Il n’est pas toujours évident de connaître la réelle étendue du périmètre du GC, qui dépend beaucoup du secteur d’activité. « Dans une entreprise industrielle comme Arcelor-Mittal, les questions RSE sont très techniques et ne peuvent pas relever du juridique, du moins sur certains aspects. En revanche, dans une entreprise comme Vivendi, le GC a en charge toute la RSE », constate François Reyntens, qui dit que cette dernière configuration existe dans de nombreux secteurs : les médias, la pharmacie, les biens de consommation. « Dans beaucoup d’entreprises, la RSE est à part, mais elle tend désormais à devenir transverse. » De même, les GC sont de plus en plus souvent chargés des affaires publiques, qui regroupent souvent les aspects réglementaires, désormais cruciaux, compte tenu des évolutions géopolitiques et de la globalisation des échanges.

LE PASSAGE EN CABINET TOUJOURS INCONTOURNABLE MAIS INSUFFISANT

L’immense majorité des GC du CAC 40 (85 %) est passée par le barreau et par les cabinets d’affaires.
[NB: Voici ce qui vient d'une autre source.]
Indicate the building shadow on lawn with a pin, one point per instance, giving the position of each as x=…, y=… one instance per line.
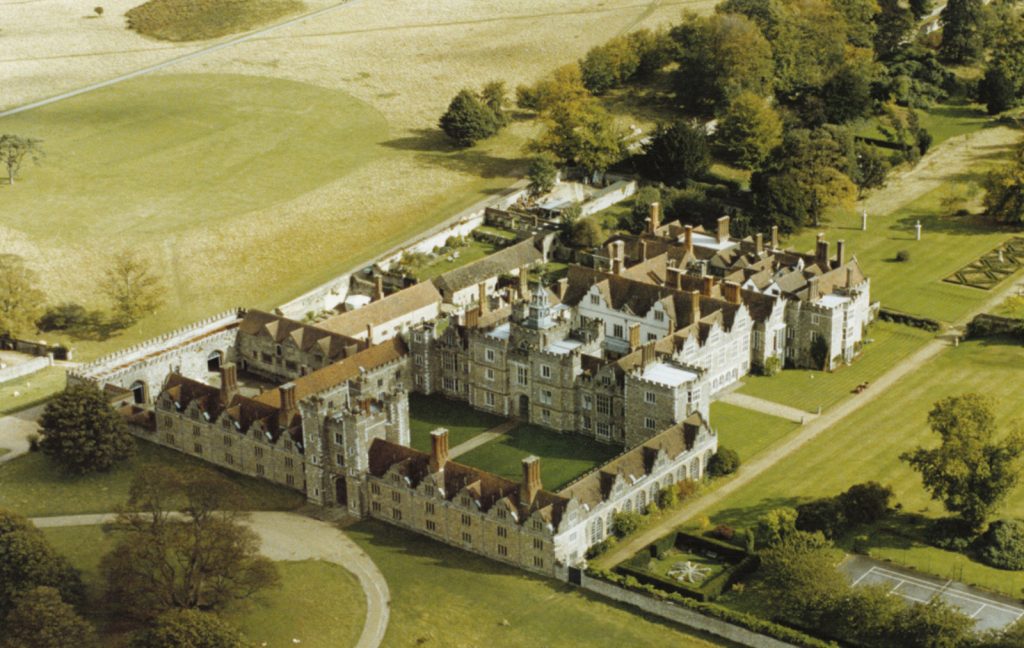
x=443, y=558
x=433, y=146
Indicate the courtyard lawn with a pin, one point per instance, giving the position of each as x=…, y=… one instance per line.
x=916, y=287
x=563, y=457
x=31, y=485
x=748, y=432
x=866, y=445
x=31, y=390
x=807, y=390
x=441, y=596
x=472, y=251
x=321, y=604
x=463, y=423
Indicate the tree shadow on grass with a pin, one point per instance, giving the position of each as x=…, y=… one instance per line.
x=432, y=146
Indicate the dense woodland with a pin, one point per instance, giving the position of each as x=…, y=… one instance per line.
x=776, y=88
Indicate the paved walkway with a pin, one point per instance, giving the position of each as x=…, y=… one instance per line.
x=989, y=611
x=481, y=438
x=768, y=406
x=14, y=432
x=294, y=536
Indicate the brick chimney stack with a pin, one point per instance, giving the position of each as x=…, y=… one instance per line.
x=482, y=298
x=228, y=382
x=654, y=218
x=821, y=254
x=288, y=405
x=732, y=292
x=723, y=229
x=707, y=285
x=438, y=449
x=530, y=480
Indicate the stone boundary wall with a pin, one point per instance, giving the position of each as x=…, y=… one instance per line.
x=681, y=615
x=25, y=369
x=105, y=365
x=329, y=295
x=608, y=197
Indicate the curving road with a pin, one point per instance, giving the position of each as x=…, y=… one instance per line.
x=293, y=536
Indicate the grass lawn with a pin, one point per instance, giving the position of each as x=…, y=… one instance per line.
x=563, y=457
x=745, y=431
x=1013, y=307
x=942, y=121
x=866, y=445
x=33, y=486
x=31, y=390
x=441, y=596
x=472, y=251
x=463, y=423
x=193, y=20
x=948, y=243
x=321, y=604
x=806, y=389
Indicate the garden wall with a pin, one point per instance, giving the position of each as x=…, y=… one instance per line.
x=673, y=612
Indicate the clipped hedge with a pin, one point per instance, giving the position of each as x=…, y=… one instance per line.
x=888, y=314
x=985, y=326
x=742, y=619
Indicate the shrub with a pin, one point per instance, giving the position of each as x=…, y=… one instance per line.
x=725, y=462
x=1003, y=545
x=626, y=522
x=823, y=515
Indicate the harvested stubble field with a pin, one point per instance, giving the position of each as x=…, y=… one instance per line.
x=313, y=148
x=200, y=19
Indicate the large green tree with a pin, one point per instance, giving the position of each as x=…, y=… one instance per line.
x=677, y=153
x=468, y=119
x=82, y=433
x=132, y=287
x=720, y=56
x=14, y=149
x=972, y=470
x=204, y=560
x=963, y=37
x=20, y=301
x=40, y=618
x=188, y=629
x=749, y=130
x=806, y=176
x=28, y=561
x=581, y=133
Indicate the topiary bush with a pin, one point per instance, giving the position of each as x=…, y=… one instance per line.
x=1003, y=545
x=725, y=462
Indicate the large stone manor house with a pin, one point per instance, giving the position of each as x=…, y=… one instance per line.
x=629, y=351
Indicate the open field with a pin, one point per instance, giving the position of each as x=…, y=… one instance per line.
x=199, y=19
x=563, y=457
x=748, y=432
x=33, y=486
x=807, y=390
x=463, y=423
x=321, y=604
x=866, y=446
x=293, y=145
x=441, y=596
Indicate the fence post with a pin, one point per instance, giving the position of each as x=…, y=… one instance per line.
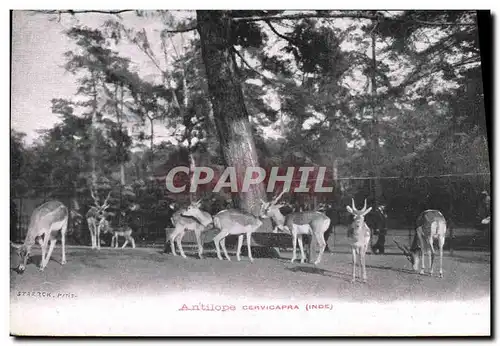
x=409, y=238
x=451, y=241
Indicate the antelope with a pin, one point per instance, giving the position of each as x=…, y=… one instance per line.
x=230, y=221
x=46, y=221
x=430, y=225
x=94, y=217
x=297, y=224
x=183, y=223
x=125, y=231
x=359, y=238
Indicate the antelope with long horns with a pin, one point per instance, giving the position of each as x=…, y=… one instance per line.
x=199, y=223
x=430, y=225
x=45, y=222
x=312, y=223
x=359, y=238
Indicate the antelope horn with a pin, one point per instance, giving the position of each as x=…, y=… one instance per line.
x=105, y=205
x=353, y=205
x=96, y=200
x=275, y=200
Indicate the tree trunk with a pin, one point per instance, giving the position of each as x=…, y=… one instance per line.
x=93, y=134
x=152, y=141
x=375, y=188
x=230, y=113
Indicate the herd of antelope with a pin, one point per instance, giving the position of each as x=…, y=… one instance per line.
x=52, y=217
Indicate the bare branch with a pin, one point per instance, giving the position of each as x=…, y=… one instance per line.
x=273, y=29
x=175, y=31
x=345, y=15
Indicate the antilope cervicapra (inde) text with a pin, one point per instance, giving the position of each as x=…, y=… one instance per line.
x=359, y=238
x=430, y=225
x=312, y=223
x=201, y=222
x=94, y=217
x=230, y=222
x=46, y=221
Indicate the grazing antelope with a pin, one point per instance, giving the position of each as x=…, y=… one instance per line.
x=46, y=220
x=431, y=225
x=312, y=223
x=183, y=223
x=94, y=217
x=231, y=221
x=124, y=231
x=359, y=238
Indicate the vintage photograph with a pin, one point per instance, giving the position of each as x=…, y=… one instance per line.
x=250, y=173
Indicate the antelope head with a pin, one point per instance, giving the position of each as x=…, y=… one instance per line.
x=23, y=252
x=272, y=209
x=411, y=254
x=194, y=211
x=359, y=215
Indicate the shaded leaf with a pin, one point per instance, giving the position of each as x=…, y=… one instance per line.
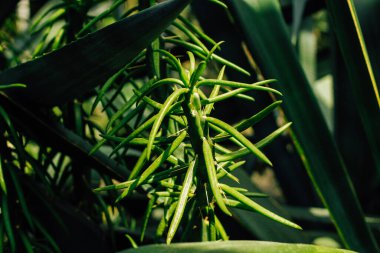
x=50, y=78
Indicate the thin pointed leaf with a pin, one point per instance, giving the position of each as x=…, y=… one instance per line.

Parmi ceux récemment recrutés, le taux grimpe légèrement à 88 %. On observe toutefois que parmi les 13 nouveaux GC, seulement deux (de nationalité étrangère) sont passés directement de fonctions en cabinet à GC. Au global, un peu moins de la moitié des GC ont eu une expérience préalable similaire avant d’être recrutés. Cette évolution et cette appétence pour l’expérience vont de pair avec l’exigence de séniorité, désormais nécessaire compte tenu de l’évolution de la fonction.

« Globalement, les tendances que l’on avait vues il y a quatre ans se confirment pour la France », conclut François Reyntens qui n’a pas achevé de rassembler les données pour les autres indices et n’a pour l’instant pas de point de comparaison avec les autres pays. Les GC sont plus féminins et plus internationaux qu’en 2020. Compte tenu de l’évolution de la fonction et de l’environnement, les profils sont plus séniors et expérimentés. Si leurs expériences passées sont moins diverses, l’on peut saluer le renforcement de leur présence au sein des comex.